It's the dreaded 'F' word all over again. Brendon McCullum spoke of match-fixing at the MCC Spirit of Cricket Cowdrey Lecture at Lord's earlier this week. The former New Zealand captain's scathing criticism of the manner in which the apex body handled the match fixing saga sent the International Cricket Council (ICC) into a tizzy, with its minders scurrying around with assurances and reassurances in a desperate attempt at damage control.
Spot-fixing and match-fixing are both blots on the fair name of cricket, and have been around for quite some time now. Old-timers speak in hushed tones of dark episodes during the 1970s and 1980s. But it was in the 90s and later that fixing reached stratospheric levels.

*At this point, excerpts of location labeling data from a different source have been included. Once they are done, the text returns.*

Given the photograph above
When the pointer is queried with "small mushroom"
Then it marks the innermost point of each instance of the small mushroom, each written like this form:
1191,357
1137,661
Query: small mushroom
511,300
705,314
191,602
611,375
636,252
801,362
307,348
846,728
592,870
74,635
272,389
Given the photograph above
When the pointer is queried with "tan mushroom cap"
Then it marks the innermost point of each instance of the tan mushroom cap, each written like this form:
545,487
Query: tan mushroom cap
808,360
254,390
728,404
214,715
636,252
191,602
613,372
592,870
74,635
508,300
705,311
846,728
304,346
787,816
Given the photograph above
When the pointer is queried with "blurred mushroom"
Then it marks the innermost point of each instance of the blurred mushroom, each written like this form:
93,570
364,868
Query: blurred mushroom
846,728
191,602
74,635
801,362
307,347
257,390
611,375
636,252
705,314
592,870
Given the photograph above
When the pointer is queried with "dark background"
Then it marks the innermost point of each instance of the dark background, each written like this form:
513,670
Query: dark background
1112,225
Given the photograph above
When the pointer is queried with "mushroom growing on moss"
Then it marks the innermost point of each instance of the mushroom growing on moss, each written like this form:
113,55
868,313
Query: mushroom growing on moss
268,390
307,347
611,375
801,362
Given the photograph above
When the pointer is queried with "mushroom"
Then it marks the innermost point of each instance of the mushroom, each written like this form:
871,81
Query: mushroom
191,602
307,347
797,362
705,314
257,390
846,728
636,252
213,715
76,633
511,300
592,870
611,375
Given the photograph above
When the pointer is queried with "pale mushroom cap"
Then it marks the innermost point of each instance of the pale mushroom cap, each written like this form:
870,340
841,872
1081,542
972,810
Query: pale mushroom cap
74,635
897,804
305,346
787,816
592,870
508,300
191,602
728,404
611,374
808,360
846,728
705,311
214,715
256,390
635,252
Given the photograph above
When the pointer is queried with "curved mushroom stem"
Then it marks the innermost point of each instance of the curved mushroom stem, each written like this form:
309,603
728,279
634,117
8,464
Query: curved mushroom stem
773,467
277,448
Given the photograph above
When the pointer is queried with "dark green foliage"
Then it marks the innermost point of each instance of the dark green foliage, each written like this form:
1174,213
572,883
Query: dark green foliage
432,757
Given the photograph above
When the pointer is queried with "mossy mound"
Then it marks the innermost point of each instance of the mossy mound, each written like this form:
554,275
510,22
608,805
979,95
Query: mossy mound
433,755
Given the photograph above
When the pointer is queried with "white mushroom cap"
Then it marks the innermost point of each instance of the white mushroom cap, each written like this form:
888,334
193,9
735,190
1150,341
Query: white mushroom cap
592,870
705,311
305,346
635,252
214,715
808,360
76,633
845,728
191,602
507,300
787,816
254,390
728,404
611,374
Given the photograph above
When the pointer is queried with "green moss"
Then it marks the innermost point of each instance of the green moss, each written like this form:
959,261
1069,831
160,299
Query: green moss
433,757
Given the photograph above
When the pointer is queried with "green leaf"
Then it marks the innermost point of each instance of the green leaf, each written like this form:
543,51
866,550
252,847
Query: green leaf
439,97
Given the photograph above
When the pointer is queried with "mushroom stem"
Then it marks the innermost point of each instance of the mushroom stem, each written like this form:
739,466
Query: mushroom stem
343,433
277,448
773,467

The surge in fixing during this period was traced to US finance regulators' lock-down of the Pakistan-based Bank of Credit and Commerce International, then the seventh largest private bank in the world with hundreds of branches across the globe. The bank, accused of money laundering and racketeering, went under and, with it, the entire life savings of many Pakistani cricketers was wiped out.
They had parked with the bank all the money earned from county cricket, winnings and incentives from the 1992 World Cup triumph and the never-ending stream of monetary gifts from Pakistani expatriates in the Gulf following Sharjah victories over India. Its collapse ruined them financially and drove them crazy before shady underworld characters latched on to the opportunity and coached them the ways and means of recouping the loss. Many Pakistani cricketers clutched onto the straws thrown to them and match-fixing thus became synonymous with Sharjah.
Later, as the fixers became bolder and greedier, Pakistani cricketers introduced them to their counterparts from India, South Africa, Australia, England, Sri Lanka and West Indies. The fact that more than 20 cricketers from these countries copped some ban or the other is proof of how widespread the rot ran.
Salim Malik, Mohammed Azharuddin and Hansie Cronje were three high-profile skippers of their national sides who were all banned. However, in 2012, the Andhra Pradesh High Court termed the life-time ban imposed upon Azhar by the BCCI as "unsustainable" and lifted it.
But what shook the cricketing world to its very core was Cronje's death in a plane crash in 2002. The former South African skipper was singing freely of the underworld and its connections with cricketers and his untimely death not only hit investigations but also made many wonder if the incident was not deliberately arranged by a spooked underworld.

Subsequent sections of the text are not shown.